Oberth died in Nuremberg, Germany, on 28 December 1989, just shortly after the fall of the Iron Curtain that had for so long divided Germany into two countries.[4][13]
Hermann Oberth is memorialized by the Hermann Oberth Space Travel Museum in Feucht, Germany, and by the Hermann Oberth Society. The museum brings together scientists, researchers, engineers, and astronauts from the East and the West to carry on his work in rocketry and space exploration.
The Oberth effect, in which a rocket engine when traveling at high speed generates more useful energy than one at traveling at low speed, is named after him.
There is also a crater on the Moon and an asteroid named after him.
The science-fiction movie Star Trek III: The Search for Spock mentions the Oberth-class of starships hypothetically to be in his honor.

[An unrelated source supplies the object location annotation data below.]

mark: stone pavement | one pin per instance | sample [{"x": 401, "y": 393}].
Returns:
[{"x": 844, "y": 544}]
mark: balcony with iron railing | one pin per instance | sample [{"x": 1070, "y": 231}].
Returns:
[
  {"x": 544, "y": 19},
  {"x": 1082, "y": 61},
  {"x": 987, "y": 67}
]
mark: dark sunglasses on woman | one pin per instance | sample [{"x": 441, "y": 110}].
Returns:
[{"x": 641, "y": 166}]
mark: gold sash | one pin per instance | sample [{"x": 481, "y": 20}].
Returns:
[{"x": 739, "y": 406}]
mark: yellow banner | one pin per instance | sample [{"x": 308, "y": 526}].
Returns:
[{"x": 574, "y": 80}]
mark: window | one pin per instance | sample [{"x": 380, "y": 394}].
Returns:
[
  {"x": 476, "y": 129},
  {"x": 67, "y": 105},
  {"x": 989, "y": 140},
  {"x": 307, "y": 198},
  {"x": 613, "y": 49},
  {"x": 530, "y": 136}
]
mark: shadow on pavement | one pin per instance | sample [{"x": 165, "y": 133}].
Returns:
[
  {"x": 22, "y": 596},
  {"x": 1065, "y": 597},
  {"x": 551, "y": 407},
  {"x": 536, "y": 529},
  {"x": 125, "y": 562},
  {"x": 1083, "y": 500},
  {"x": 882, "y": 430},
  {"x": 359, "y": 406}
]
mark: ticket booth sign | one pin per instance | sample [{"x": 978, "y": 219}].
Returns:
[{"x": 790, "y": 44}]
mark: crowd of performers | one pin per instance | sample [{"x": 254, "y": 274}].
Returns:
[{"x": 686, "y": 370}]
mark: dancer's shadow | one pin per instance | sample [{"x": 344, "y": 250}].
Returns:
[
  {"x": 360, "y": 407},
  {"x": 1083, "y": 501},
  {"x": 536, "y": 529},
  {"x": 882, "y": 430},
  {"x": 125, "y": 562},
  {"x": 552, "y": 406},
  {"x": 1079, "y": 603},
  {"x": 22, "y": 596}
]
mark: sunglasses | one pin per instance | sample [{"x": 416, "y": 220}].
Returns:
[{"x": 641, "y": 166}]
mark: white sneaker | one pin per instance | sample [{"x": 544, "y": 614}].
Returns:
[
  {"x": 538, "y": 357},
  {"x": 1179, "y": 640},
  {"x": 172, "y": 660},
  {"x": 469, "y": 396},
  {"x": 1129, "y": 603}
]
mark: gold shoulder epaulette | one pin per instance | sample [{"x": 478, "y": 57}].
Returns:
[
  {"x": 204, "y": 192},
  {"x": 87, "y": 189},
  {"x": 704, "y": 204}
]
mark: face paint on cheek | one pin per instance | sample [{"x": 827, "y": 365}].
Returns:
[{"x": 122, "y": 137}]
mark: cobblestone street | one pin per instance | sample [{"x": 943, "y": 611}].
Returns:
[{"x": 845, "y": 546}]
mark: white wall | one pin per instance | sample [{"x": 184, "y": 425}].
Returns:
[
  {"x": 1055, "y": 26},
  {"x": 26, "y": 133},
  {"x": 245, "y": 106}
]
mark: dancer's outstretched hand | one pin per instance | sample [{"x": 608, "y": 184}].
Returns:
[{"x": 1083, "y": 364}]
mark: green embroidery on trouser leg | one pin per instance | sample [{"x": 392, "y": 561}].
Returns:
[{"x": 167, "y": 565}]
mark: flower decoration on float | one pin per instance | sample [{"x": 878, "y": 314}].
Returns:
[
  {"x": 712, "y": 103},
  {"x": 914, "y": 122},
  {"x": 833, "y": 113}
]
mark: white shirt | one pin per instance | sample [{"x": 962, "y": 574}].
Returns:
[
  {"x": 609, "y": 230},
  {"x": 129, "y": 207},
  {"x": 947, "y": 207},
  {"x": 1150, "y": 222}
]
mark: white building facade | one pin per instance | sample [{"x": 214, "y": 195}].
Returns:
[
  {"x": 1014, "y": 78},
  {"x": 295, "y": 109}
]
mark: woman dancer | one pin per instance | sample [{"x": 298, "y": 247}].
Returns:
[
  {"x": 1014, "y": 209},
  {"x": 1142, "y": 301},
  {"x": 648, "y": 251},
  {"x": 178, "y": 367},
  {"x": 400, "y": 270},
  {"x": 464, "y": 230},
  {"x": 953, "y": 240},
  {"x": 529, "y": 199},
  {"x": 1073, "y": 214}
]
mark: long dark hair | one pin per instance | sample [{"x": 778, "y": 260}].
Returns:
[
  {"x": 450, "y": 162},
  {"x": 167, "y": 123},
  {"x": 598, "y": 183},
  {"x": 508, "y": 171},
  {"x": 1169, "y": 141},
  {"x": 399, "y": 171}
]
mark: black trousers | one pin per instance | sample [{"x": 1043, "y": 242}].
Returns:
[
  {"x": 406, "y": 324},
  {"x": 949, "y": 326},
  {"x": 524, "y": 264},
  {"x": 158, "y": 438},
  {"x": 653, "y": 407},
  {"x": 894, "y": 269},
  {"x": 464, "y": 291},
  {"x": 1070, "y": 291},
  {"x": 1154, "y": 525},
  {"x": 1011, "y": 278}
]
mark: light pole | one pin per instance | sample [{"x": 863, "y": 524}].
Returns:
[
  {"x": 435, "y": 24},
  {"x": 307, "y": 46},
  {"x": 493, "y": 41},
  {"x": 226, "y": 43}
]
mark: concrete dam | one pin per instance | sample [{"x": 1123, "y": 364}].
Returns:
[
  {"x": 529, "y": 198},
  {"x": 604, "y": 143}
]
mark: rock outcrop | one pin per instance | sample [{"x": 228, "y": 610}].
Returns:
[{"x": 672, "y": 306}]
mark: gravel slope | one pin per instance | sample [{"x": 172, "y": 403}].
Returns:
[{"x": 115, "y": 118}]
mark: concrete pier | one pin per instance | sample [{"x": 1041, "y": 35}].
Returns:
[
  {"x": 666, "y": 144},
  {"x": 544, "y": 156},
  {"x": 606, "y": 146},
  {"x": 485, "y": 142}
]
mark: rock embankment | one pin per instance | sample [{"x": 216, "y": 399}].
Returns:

Later on, this same class of starships is mentioned in several episodes of the American TV series Star Trek: The Next Generation.
Fullmetal Alchemist the Movie: Conqueror of Shamballa features Hermann Oberth as the "teacher" of the movie's protagonist, Edward Elric. Oberth is also mentioned in the last episode of the TV series Fullmetal Alchemist. In this episode, Elric has heard of a great scientist, named "Oberth", with curious theories (The english dub explicitly states his name and research into rocketry). The last moments of the series depict Elric on board a train on his way to meet Oberth, determined to study rocketry with him.